Melbourne to take Sydney’s place as Australia’s property king in 2016

Property Investor

New research predicts Melbourne to overtake Sydney as the best performing capital city market in 2016.

The report, called the 2016 Housing Boom and Bust Report, was compiled by SQM Research and says Australian property prices will drop to their slowest pace in three years next year. 

In the year to the month of June this year, average capital city property prices have jumped 9.8 per cent across the country, and SQM say that will fall to between 3-8 per cent in 2016. 

According to the report, the slowdown will mainly occur because of a slowing market in Sydney.

“Melbourne is forecasted to overtake Sydney and be the best performing capital city in 2016 with a forecast rise in dwelling prices between 8-13 per cent,” the report says. 

As expected, the report says the slowdown will be driven by market corrections in Perth and Darwin due to the resources sector slowdown, regulatory action taken by APRA, the slowing economy and Westpac’s recent lifting of home loan rates. 

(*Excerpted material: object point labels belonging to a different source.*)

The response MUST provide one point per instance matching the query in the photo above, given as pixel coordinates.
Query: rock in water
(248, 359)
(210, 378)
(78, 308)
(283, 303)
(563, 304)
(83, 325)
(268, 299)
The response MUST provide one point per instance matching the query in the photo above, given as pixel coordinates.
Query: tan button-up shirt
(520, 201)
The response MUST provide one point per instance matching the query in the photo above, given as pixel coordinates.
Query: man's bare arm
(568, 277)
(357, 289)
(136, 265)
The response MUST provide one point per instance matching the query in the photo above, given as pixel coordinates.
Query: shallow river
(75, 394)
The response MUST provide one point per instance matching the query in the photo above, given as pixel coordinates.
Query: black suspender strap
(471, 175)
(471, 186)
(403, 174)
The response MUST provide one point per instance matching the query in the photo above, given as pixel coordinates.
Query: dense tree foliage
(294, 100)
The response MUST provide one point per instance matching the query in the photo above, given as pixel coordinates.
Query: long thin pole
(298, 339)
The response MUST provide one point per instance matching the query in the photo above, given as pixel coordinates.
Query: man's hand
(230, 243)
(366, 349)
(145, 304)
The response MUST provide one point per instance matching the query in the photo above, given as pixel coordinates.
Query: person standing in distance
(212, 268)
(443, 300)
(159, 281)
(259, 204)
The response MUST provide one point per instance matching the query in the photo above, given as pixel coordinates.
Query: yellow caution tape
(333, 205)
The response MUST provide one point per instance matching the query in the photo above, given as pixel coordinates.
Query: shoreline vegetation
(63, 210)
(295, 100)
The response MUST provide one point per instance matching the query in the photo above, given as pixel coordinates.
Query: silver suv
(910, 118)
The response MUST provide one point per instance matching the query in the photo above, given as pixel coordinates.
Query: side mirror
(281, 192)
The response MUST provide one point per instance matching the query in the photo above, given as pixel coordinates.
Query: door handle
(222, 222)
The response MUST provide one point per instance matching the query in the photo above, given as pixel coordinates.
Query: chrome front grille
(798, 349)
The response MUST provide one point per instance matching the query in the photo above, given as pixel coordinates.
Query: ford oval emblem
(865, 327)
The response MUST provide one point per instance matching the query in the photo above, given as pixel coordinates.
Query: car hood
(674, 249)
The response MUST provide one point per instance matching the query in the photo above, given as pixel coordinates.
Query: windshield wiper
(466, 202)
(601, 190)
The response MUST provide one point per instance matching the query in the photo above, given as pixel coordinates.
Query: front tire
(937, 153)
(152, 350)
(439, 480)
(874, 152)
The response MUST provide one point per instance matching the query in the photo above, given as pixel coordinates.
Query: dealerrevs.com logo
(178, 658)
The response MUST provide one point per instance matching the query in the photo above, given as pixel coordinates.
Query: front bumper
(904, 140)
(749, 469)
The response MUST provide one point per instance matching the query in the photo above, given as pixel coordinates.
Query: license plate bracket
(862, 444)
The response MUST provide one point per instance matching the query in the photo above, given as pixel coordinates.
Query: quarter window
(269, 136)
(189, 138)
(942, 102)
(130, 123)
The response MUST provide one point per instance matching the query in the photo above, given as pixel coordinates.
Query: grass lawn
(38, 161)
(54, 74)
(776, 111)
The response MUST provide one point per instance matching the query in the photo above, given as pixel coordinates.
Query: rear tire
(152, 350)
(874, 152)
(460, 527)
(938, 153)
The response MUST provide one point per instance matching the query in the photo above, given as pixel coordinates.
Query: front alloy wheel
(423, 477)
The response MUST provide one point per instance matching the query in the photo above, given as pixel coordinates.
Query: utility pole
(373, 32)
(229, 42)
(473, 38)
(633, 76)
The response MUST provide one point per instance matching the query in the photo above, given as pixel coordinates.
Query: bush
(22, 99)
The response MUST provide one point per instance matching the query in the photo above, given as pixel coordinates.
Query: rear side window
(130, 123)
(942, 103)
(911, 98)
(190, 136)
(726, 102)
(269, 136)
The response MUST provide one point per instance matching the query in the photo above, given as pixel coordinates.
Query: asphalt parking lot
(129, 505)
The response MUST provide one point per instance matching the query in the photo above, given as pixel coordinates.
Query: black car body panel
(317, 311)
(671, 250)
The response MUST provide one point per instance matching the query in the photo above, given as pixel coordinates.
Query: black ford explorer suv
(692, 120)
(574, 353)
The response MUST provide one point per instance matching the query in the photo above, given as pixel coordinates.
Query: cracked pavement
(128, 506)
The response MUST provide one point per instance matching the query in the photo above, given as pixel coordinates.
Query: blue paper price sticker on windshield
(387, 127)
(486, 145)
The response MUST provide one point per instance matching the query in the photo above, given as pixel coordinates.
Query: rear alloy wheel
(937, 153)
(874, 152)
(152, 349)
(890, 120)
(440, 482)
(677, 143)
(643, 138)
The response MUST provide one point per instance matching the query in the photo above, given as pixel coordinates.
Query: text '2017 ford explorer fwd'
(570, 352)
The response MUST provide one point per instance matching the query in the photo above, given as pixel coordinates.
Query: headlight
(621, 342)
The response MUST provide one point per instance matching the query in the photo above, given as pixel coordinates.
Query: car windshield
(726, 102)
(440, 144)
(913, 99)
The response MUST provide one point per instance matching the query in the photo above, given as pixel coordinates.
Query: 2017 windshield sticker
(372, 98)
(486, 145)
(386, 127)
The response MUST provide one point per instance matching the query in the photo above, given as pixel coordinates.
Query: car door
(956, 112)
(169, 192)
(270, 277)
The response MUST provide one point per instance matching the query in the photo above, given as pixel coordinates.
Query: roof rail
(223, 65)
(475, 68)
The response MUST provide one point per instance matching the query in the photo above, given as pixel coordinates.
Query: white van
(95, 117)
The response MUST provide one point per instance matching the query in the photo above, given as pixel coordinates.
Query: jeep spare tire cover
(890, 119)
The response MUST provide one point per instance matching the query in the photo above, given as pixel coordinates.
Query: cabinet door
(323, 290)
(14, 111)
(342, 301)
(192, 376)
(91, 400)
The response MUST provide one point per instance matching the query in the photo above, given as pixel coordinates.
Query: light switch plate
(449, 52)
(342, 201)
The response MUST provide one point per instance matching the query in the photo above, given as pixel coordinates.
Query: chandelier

Managing director at SQM Louis Christopher told despite the fact the low Australian dollar, low interest rates and the ongoing strength of Melbourne’s property market would help protect the nation from a complete price correction, there are downsides approaching. 

“One of the key risks to the housing market over the medium to long term is the looming threat of global deflation, and this is quite a danger to our markets here given the level of debt in the housing market right now, which we note has risen again against incomes over the course of 2014/2015 to be at all-time highs,” he said. 

The report agreed with most other economists in predicting property price falls in Perth and Darwin next year, and that all other capital cities will still experience growth in 2016. 

“We believe that Melbourne will be the outperformer of the year followed by the Gold Coast and Hobart,” Mr Christopher said. 

According to Mr Christopher, rents in Melbourne should experience growth somewhere between 4-7 per cent despite fears of a property, and in particular apartment, oversupply. 

“We believe the threat of a massive oversupply in Melbourne has been overstated,” he told

“Indeed, our vacancy rates for that city have fallen for the year as population growth and housing formation have quickly absorbed the new stock being completed.”